A comparison of different elliptic curves: which to use
  • curve25519: I don’t trust it. It’s not used in any major protocols (eg TLS) because the equation’s of the wrong form (x² term rather than x), so implementations won’t be widely reviewed. Of course he’s right it’s fast, but it’s happened before that’s someone’s tried to optimise some arithmetic in major libraries like OpenSSL and introduced subtle calculation errors. Therefore, I don’t trust any implementations, especially Bernstein’s which is written in his own programming language no-one else has ever heard of. The best implementation looks to be curve25519-donna. Also non-standard, so no marketing or certification possible (“US Government-approved!”). Finally, regarding speed, Käsper points out (“Fast Elliptic Curve Cryptography in OpenSSL”) that Bernstein’s curve25519 implementation isn’t constant-time, and the best constant-time implementation is in fact slightly slower than P-224, so the speed issue might be moot anyway. Avoid.
  • NIST P-192: why bother? P-224 is faster and stronger.
  • NIST P-384: why bother? P-521 is faster and stronger.
  • NIST P-224: we have a winner. Recognized by all bodies (ANSI, NIST) and approved for use everywhere, and blazingly fast. Rather stronger than RSA-2048. (Adam Langley claims it’s well over twice as fast as P-256, but I only get 16% faster on my machine, so you might need to take care to ensure you’re using a fast implementation.)

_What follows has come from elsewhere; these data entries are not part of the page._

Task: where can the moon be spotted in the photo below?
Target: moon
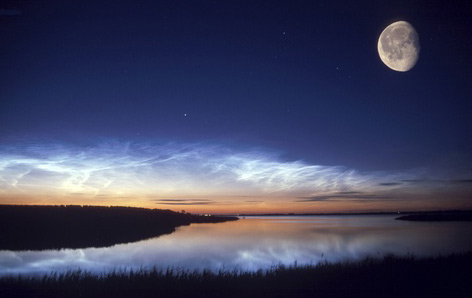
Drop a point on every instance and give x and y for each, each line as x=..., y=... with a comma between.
x=399, y=46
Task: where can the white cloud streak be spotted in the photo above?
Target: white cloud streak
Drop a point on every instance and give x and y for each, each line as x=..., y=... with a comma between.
x=175, y=170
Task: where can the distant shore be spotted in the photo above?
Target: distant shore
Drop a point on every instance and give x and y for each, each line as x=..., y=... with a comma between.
x=439, y=216
x=390, y=276
x=355, y=213
x=57, y=227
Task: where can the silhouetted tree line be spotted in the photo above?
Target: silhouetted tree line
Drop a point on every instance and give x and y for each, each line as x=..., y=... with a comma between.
x=55, y=227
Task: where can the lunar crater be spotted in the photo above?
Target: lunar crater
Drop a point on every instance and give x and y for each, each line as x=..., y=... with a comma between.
x=398, y=46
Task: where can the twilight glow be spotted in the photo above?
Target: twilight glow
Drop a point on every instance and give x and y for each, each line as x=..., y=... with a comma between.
x=210, y=178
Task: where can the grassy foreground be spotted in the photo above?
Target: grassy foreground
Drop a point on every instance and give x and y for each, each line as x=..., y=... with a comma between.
x=391, y=276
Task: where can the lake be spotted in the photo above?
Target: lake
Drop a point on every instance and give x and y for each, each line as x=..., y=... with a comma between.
x=256, y=243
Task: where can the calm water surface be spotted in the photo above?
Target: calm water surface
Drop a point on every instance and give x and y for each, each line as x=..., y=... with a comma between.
x=254, y=243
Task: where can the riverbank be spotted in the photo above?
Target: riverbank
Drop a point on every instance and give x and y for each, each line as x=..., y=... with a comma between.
x=390, y=276
x=57, y=227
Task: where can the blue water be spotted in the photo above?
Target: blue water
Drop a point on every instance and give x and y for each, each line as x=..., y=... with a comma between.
x=256, y=243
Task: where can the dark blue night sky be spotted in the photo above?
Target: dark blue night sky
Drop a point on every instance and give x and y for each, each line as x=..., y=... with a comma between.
x=294, y=81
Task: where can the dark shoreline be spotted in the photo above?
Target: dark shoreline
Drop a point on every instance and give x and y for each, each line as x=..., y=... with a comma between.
x=356, y=213
x=390, y=276
x=58, y=227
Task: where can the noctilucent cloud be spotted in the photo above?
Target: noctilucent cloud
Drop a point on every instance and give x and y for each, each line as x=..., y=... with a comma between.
x=230, y=107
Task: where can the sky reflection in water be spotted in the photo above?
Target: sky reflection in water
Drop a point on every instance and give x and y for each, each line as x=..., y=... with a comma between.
x=254, y=243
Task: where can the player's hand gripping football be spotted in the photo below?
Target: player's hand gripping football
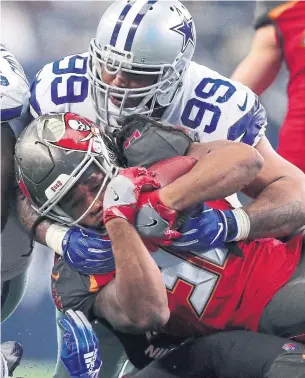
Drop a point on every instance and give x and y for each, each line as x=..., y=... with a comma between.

  • NIST P-256: somewhat stronger than P-224 (about RSA-3000 equiv), but honestly why do you need that much? A security level of 128 bits (ie 2¹²⁸ operations to crack) is apparently approved for use until 2060, but which point it’s possible that quantum cryptography will be around. I’m serious: there are working machines now, just not big enough, as a result of twenty years of research. The difference between P-224 and P-256 isn’t worth it: if you want really long-term protection, either (1) be paranoid and use P-521 in the hope that throwing another 2¹²⁸ operations at the attacker will slow him down even in 2060 (hardly an improbable prediction); or, (2) use 256-bit hashing methods that aren’t susceptible to quantum methods and can’t ever be cracked by anything in the universe. Unfortunately, deploying hash-based signature and key exchange schemes is a total pain and vastly vastly slower than anything you want to do. My conclusion: forget P-256, go for P-521. This is the same logic that justifies the existence of AES-256 in the face of AES-196, ie, it’s a completely stupidly large level of security that can only be justified by absurd paranoia, and since it’s only 40% slower than AES-128 who cares? Note that P-521 matches the security level of AES-256, so if you’re planning to use AES-256 you have to go for 500-bit elliptic curves anyway; if the links in your chain don’t have comparable strength, you’re wasting computation on all the algorithms that are stronger than the weakest function you use.
  • NIST P-521: a winner. The natural match to AES-196 or AES-256. In my mind, the only curve worth using to secure data beyond 2070 or 2080, because computers of the future are just too unpredictable to use the Moore’s law projections.
  • Koblitz curves/binary fields: It’s good that we don’t have a complete monoculture, but by and large standards bodies have avoided recommending these, and across the various protocols (IPSec, TLS) they seem to be less used. I don’t have a good reason not to use them, and I haven’t studied the way the arithmetic is optimised at all, but my suggestion is to avoid them. Why use something I don’t understand?